2. The 1st petitioner is a public limited company with its registered office at Golf Links Road, Kowdiar, Trivandrum, and the 2nd petitioner is a director and shareholder of the 1st petitioner. The 2nd petitioner, who is a solicitor and advocate practising at Bombay, was appointed as a director of the 1st petitioner in 1974. The 2nd petitioner began to render professional services to the 1st petitioner from September, 1976, onwards. The 1st petitioner, through its advocates, by Ex. P-1(c) application, requested the 2nd respondent, Secretary, Company Law Board, for a certificate that the 2nd petitioner possesses the requisite qualifications for the practice of the profession as a solicitor. The 3rd respondent, Under-Secretary, by Ex. P-1(b) letter dated May 10, 1977, informed the 1st petitioner that an application under Form 26 of the Companies (Central Government's) General Rules and Forms, 1956, should be submitted, as Section 310 of the Companies Act, 1956, was attracted. The 1st petitioner's advocate by Ex. P-1(a), letter dated May 18, 1977, pointed out to the 3rd respondent that the application was under Section 309(1) of the Act for the grant of a certificate and for the exclusion of the remuneration paid to the 2nd petitioner for services rendered by him as a solicitor. The 3rd respondent, however, by Ex. P-l letter dated September 30, 1977, insisted that a Form 26 application should be made to the Central Govt. By way of abundant caution, and without prejudice to its contentions, the 1st petitioner filed the application as insisted upon in Ex. P-1 letter. As insisted by the 3rd respondent, the 1st petitioner got a resolution passed by the shareholders sanctioning the said payment and forwarded the same to the 3rd respondent. Later, the 1st petitioner reconsidered the matter and by Ex. P-2(a) letter dated March 15, 1979, withdrew its application submitted under Section 310 of the Act and contended that by the payments in question, no question of any increase in the remuneration of the director within the meaning of Section 310 of the Act arose. On May 31, 1979, Ex. P-2 reminder was also sent to the 3rd respondent.
3. The 2nd petitioner is a director of two other companies and he has been rendering legal services to those companies from 1968 onwards.
Exhibits P-3 and P-4 are certificates issued by the Central Govt. under Section 309(1) of the Act to the said companies.
4. In spite of Ex.

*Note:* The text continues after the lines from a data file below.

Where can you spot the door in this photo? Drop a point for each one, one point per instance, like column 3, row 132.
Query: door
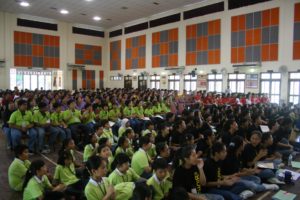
column 128, row 82
column 142, row 84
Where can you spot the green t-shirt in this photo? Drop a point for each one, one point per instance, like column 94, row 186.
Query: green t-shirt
column 149, row 112
column 18, row 119
column 36, row 187
column 161, row 188
column 128, row 111
column 121, row 131
column 56, row 118
column 114, row 114
column 16, row 173
column 139, row 110
column 40, row 118
column 124, row 190
column 164, row 107
column 75, row 116
column 107, row 133
column 152, row 151
column 117, row 177
column 96, row 190
column 65, row 175
column 89, row 117
column 88, row 152
column 139, row 161
column 103, row 115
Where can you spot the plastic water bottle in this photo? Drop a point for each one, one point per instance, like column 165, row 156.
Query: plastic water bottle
column 290, row 160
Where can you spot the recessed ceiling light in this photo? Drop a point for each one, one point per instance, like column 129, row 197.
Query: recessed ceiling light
column 97, row 18
column 64, row 11
column 24, row 4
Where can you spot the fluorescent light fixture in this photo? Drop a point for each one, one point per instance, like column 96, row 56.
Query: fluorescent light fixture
column 97, row 18
column 64, row 11
column 24, row 4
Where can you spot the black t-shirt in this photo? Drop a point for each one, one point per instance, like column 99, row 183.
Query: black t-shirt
column 232, row 164
column 226, row 138
column 249, row 154
column 212, row 170
column 204, row 147
column 280, row 134
column 189, row 179
column 177, row 137
column 251, row 129
column 242, row 132
column 161, row 139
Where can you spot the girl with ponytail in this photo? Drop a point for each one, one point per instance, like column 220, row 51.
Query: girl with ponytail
column 37, row 185
column 189, row 174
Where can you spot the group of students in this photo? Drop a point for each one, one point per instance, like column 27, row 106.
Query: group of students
column 208, row 152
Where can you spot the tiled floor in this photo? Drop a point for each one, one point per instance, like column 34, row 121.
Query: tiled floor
column 6, row 156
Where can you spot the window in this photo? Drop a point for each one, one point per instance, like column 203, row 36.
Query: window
column 174, row 82
column 236, row 83
column 215, row 82
column 154, row 81
column 190, row 83
column 294, row 87
column 30, row 79
column 270, row 85
column 115, row 78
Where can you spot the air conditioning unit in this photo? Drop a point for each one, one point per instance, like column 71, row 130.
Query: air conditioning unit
column 254, row 64
column 75, row 66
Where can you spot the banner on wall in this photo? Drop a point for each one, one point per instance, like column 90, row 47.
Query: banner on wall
column 252, row 81
column 164, row 80
column 202, row 81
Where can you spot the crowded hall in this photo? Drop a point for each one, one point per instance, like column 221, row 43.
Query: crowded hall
column 150, row 100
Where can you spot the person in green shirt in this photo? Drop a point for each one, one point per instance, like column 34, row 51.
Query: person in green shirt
column 65, row 173
column 37, row 184
column 141, row 160
column 124, row 125
column 42, row 122
column 107, row 132
column 72, row 118
column 18, row 168
column 122, row 172
column 89, row 117
column 98, row 186
column 149, row 110
column 122, row 146
column 114, row 114
column 20, row 122
column 150, row 129
column 104, row 113
column 159, row 179
column 57, row 123
column 105, row 152
column 91, row 148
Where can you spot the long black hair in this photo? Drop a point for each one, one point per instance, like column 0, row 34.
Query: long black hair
column 35, row 165
column 181, row 154
column 120, row 159
column 235, row 143
column 64, row 155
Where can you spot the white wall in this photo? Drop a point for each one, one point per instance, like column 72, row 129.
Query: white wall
column 8, row 24
column 285, row 53
column 68, row 40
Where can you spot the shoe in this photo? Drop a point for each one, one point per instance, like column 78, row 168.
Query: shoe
column 271, row 186
column 246, row 194
column 45, row 151
column 275, row 181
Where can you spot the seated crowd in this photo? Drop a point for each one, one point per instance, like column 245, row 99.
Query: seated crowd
column 150, row 144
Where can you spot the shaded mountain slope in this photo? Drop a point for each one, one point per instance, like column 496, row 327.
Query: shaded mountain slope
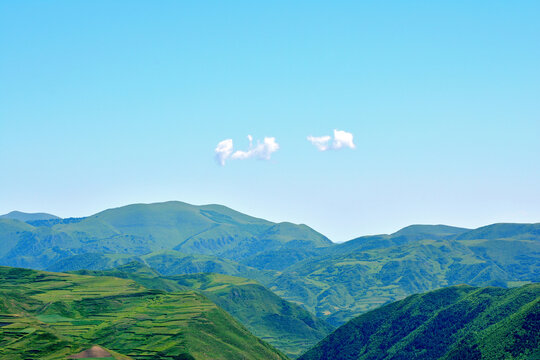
column 350, row 278
column 453, row 323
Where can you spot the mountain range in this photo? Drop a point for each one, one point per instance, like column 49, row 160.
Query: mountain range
column 457, row 322
column 308, row 284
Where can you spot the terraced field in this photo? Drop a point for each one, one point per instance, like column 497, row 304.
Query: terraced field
column 53, row 316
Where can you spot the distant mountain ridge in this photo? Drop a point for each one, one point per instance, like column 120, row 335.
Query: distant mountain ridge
column 283, row 324
column 334, row 281
column 143, row 228
column 22, row 216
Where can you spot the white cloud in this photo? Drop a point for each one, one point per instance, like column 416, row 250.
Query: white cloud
column 320, row 142
column 223, row 151
column 342, row 139
column 262, row 151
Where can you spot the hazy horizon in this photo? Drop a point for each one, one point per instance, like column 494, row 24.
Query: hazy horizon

P-2 reminder, no sanction was forthcoming from the respondents. It was under the above circumstances that the petitioners approached this court with this original petition. The reliefs prayed for in the original petition are : (1) for a writ in the nature of mandamus or any other writ, direction or order to the respondents to issue a certificate under Section 309(1) of the Act regarding the qualifications of the 2nd petitioner to practise as a solicitor and advocate, and (2) for a writ of certiorari or any other writ, direction or order to quash the orders, Exs. P-1 and P-1(b) (instead of "P-1(b)" it is typewritten " P-1(a)". This can only be a typing mistake).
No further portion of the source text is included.